I’ve heard a lot of great things about SHOCKWAVE RIDER, especially recently. It seems to be a book that has been getting more and more appreciated as years go by.
> Brunner, in contrast, by moving away from his speculative abilities to a straight historical narrative, gave up his greatest strength.
Bruce,
Thanks for the great mini-review! You’re the first person I’ve met who’s read THE GREAT STEAMBOAT RACE. 🙂
Without having read the book myself, I can’t comment meaningfully on your take. But your conclusion seems to be an astute one. Certainly I think you’re dead on in regards to Jakes’ strengths as a writer, and why they translated to historical fiction, and I suspect you’re right about Brunner as well.
Just found your wonderful blog while idly googling Robert Silverberg. Interesting bit on Brunner. I wonder, too, if Silverberg was still smarting from his own failed foray into historical fiction with LORD OF DARKNESS back in 1984 or so. Silverberg was, by all accounts, quite proud of the novel and worked very hard on it, and so was bitterly disappointed at the indifference it met in the market. I really should read it someday, having bought it when it first came out.
Popmike,
Good catch. Yes, Lord of Darkness was another major effort to capture the historical market. It was published in 1983 — right around the time (if I remember correctly) that Robert Silverberg announced he no longer wanted to be considered a science fiction writer.

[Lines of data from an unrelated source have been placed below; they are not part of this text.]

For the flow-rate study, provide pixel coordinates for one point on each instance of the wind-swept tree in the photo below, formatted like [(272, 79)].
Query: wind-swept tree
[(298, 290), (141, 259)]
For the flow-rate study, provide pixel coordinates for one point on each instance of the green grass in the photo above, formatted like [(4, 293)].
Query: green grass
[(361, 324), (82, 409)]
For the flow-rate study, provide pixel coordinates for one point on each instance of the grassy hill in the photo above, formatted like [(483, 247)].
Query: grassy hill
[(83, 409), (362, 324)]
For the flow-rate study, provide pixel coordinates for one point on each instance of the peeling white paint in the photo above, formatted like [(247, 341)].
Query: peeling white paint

It was an interesting book, following the adventures of 16th century seaman Andrew Battell, captured by Portuguese pirates off the coast of Brazil. I think the cover was by Sanjulian – and in many ways, it looked like a fantasy novel:
http://www.blackgate.com/wp-content/uploads/2014/12/robert-silverberg-lord-of-darkness.jpg
As you mentioned, the attempt to follow John Jakes example was not successful, and Silverberg returned to SF immediately afterwards.